Logistic Regression Introduction
Building this page….
Intro: (Binary Classification)
Logistic Regression is a Machine Learning classification algorithm that is used to predict the probability of the dependent variable. In logistic regression, the dependent variable is a binary value of either 1 or 0.
Intro: (Multi-Class)
Multi-class logistic regression consist of more two different classes. There are three methods that can be used for multi-class classification:
- *1 vs. All: separates one class at a time by binary classification.
Disadvantages: many ways to divide, hence it can result in different labels when starting from different groups.
- 1 vs. 1: separate each possible pairs of classes and uses a “vote” to decide the predicted labels.

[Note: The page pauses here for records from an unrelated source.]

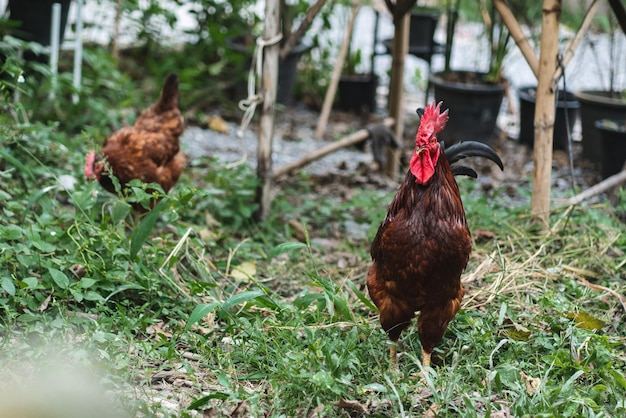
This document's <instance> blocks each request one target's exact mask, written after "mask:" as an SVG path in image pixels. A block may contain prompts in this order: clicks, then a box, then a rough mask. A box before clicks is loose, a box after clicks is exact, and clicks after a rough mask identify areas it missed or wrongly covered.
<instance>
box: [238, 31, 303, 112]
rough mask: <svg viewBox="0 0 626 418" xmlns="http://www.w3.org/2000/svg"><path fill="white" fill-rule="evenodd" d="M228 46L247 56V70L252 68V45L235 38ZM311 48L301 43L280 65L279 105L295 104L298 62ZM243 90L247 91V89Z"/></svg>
mask: <svg viewBox="0 0 626 418" xmlns="http://www.w3.org/2000/svg"><path fill="white" fill-rule="evenodd" d="M226 45H227V46H228V47H229V48H230V49H232V50H233V51H237V52H240V53H242V54H245V55H246V57H247V59H246V60H245V65H246V68H250V65H251V63H252V54H253V52H254V45H253V44H252V43H250V42H248V43H245V42H244V40H243V38H233V39H229V40H227V41H226ZM310 48H311V46H310V45H307V44H304V43H299V44H297V45H296V46H294V47H293V49H292V50H291V51H290V52H289V54H287V56H286V57H285V58H284V59H283V60H281V61H280V63H279V64H278V91H277V92H276V101H277V102H278V103H281V104H284V105H290V104H291V103H292V102H293V86H294V85H295V82H296V75H297V71H298V62H299V60H300V57H301V56H302V54H304V53H305V52H306V51H308V50H309V49H310ZM246 82H247V81H246ZM244 84H245V83H244ZM242 90H243V91H245V89H242ZM244 94H245V93H244Z"/></svg>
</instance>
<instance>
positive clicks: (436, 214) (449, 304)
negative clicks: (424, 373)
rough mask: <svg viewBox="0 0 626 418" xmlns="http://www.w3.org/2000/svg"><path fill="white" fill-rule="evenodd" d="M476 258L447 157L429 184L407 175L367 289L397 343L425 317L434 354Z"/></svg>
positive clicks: (381, 229) (462, 204) (388, 219)
mask: <svg viewBox="0 0 626 418" xmlns="http://www.w3.org/2000/svg"><path fill="white" fill-rule="evenodd" d="M470 252H471V237H470V232H469V229H468V227H467V222H466V219H465V210H464V209H463V203H462V201H461V196H460V193H459V188H458V186H457V184H456V181H455V180H454V175H453V173H452V171H451V169H450V165H449V164H448V161H447V160H446V157H445V155H444V153H443V152H442V153H441V155H440V157H439V160H438V162H437V165H436V167H435V173H434V175H433V177H432V179H431V181H430V182H429V183H428V184H426V185H420V184H417V183H416V182H415V176H414V175H413V174H412V173H411V172H410V171H409V172H408V173H407V175H406V177H405V179H404V182H403V183H402V185H401V186H400V188H399V189H398V192H397V194H396V196H395V197H394V199H393V201H392V202H391V204H390V205H389V209H388V213H387V216H386V217H385V219H384V220H383V222H382V224H381V225H380V227H379V229H378V232H377V234H376V237H375V238H374V241H373V242H372V247H371V256H372V259H373V260H374V263H373V264H372V266H371V267H370V269H369V271H368V275H367V286H368V290H369V293H370V296H371V298H372V300H373V301H374V303H375V304H376V306H377V307H378V310H379V313H380V322H381V325H382V327H383V329H384V330H385V331H386V332H387V334H388V335H389V338H390V339H391V340H392V341H398V338H399V337H400V333H401V332H402V331H403V330H404V329H406V328H407V327H408V325H409V323H410V321H411V319H412V318H413V317H414V316H415V312H417V311H420V318H419V320H418V330H419V336H420V341H421V343H422V347H423V349H424V351H425V352H426V353H429V354H430V353H431V352H432V351H433V349H434V347H435V346H436V345H437V344H438V343H439V342H440V341H441V338H442V336H443V334H444V332H445V330H446V328H447V326H448V323H449V322H450V321H451V320H452V318H454V316H455V315H456V313H457V312H458V310H459V308H460V305H461V299H462V298H463V293H464V290H463V287H462V285H461V281H460V277H461V273H462V272H463V270H464V269H465V267H466V265H467V262H468V260H469V255H470Z"/></svg>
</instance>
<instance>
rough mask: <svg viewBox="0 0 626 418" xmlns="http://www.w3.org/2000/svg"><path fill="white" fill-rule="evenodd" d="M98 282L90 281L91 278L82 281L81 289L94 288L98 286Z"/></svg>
mask: <svg viewBox="0 0 626 418" xmlns="http://www.w3.org/2000/svg"><path fill="white" fill-rule="evenodd" d="M97 282H98V281H97V280H94V279H90V278H89V277H85V278H83V279H81V281H80V287H82V288H83V289H87V288H90V287H91V286H93V285H94V284H96V283H97Z"/></svg>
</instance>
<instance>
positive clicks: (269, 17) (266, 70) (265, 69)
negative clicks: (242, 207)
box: [254, 0, 280, 220]
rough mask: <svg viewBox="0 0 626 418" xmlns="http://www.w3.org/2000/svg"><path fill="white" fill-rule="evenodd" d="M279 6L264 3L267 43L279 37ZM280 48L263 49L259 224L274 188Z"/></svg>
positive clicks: (265, 36) (258, 141) (257, 190)
mask: <svg viewBox="0 0 626 418" xmlns="http://www.w3.org/2000/svg"><path fill="white" fill-rule="evenodd" d="M279 10H280V3H279V0H266V1H265V30H264V34H263V37H264V39H266V40H269V39H272V38H275V37H276V36H277V35H278V34H279V33H280V12H279ZM278 52H279V46H278V44H275V45H269V46H266V47H265V48H263V76H262V83H261V85H262V95H263V107H262V110H261V117H260V119H259V141H258V149H257V169H256V172H257V176H258V178H259V180H260V182H261V183H260V185H259V187H258V188H257V194H256V201H257V203H258V204H259V208H258V209H257V211H256V212H255V214H254V217H255V219H256V220H263V219H265V217H266V216H267V214H268V213H269V210H270V205H271V195H270V192H271V186H272V137H273V136H274V112H275V108H274V104H275V102H276V90H277V87H278V86H277V82H278Z"/></svg>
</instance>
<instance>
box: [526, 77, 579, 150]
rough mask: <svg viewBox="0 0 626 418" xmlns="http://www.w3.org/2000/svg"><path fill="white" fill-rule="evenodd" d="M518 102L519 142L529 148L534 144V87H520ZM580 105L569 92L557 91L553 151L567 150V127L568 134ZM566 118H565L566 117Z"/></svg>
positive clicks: (533, 86) (554, 117)
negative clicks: (518, 106) (518, 105)
mask: <svg viewBox="0 0 626 418" xmlns="http://www.w3.org/2000/svg"><path fill="white" fill-rule="evenodd" d="M518 95H519V102H520V132H519V141H520V142H521V143H522V144H526V145H528V146H530V147H532V146H533V144H534V143H535V103H536V101H537V88H536V87H534V86H533V87H521V88H520V89H519V90H518ZM579 107H580V103H579V102H578V100H576V96H574V94H573V93H571V92H569V91H568V92H564V91H562V90H559V97H558V101H557V104H556V116H555V117H554V136H553V142H552V146H553V148H554V149H564V150H567V145H568V144H567V127H568V126H567V125H568V124H566V120H567V122H568V123H569V132H570V133H571V132H572V130H573V129H574V123H575V122H576V118H577V117H578V108H579ZM566 116H567V117H566Z"/></svg>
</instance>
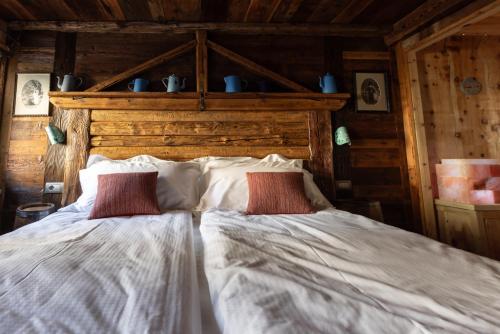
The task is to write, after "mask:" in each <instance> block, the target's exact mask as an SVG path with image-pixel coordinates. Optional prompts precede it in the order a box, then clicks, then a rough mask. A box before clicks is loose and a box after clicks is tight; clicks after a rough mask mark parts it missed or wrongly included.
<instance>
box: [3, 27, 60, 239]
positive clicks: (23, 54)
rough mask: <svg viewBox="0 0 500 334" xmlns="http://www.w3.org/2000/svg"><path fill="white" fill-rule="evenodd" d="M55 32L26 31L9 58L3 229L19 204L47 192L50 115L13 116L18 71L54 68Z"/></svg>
mask: <svg viewBox="0 0 500 334" xmlns="http://www.w3.org/2000/svg"><path fill="white" fill-rule="evenodd" d="M55 36H56V35H55V33H47V32H36V33H32V34H22V35H20V37H19V45H18V47H17V49H16V50H15V55H14V57H12V58H11V59H10V61H9V67H8V72H9V73H8V78H7V91H6V93H5V96H4V97H5V101H4V102H5V103H4V108H3V122H2V151H3V152H2V159H3V165H2V171H3V172H2V174H3V175H4V177H5V186H6V189H5V200H4V206H3V207H4V210H5V212H4V215H5V217H6V218H7V219H6V223H5V224H4V226H3V229H4V230H5V229H9V228H10V225H11V224H12V222H13V216H14V213H15V209H16V207H17V206H18V205H20V204H23V203H28V202H33V201H41V200H42V195H43V192H42V190H43V184H44V172H45V167H44V165H45V163H44V161H45V154H46V151H47V139H46V135H45V131H44V129H43V128H44V127H45V126H46V125H47V124H48V122H49V117H15V116H14V117H13V116H12V113H13V111H14V91H15V82H16V74H17V73H23V72H25V73H29V72H46V73H50V72H52V69H53V62H54V53H55V52H54V50H55V49H54V46H55Z"/></svg>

- L-class determinants: L number of linear functions are considered.
Dataset
We will use the pre-existing IRIS data set from the sklearn package. The iris data set consists of 150 data points, each point a 4 dimensional vector. For more info
We can load up the data usig the following command:
import numpy as np
from sklearn import datasets
iris = datasets.load_iris()
The class label (iris.target) for the data set is 0, 1, 2 (which signifies whether it classifies as either Iris setosa, Iris virginica, or Iris versicolor). Hence, we need to reformulate the class labels 0,1,2 in iris.target to (1,0,0), (0,1,0), (0,0,1) as following:
Y_old = iris.target # original class labels of 0,1,2
Y_new=np.zeros([len(Y_old),3]) # store new labels
for i in range(len(Y_old)):
if Y_old[i]==0:
Y_new[i,:]=[1,0,0]
elif Y_old[i]==1:
Y_new[i,:]=[0,1,0]
else:
Y_new[i,:]=[0,0,1]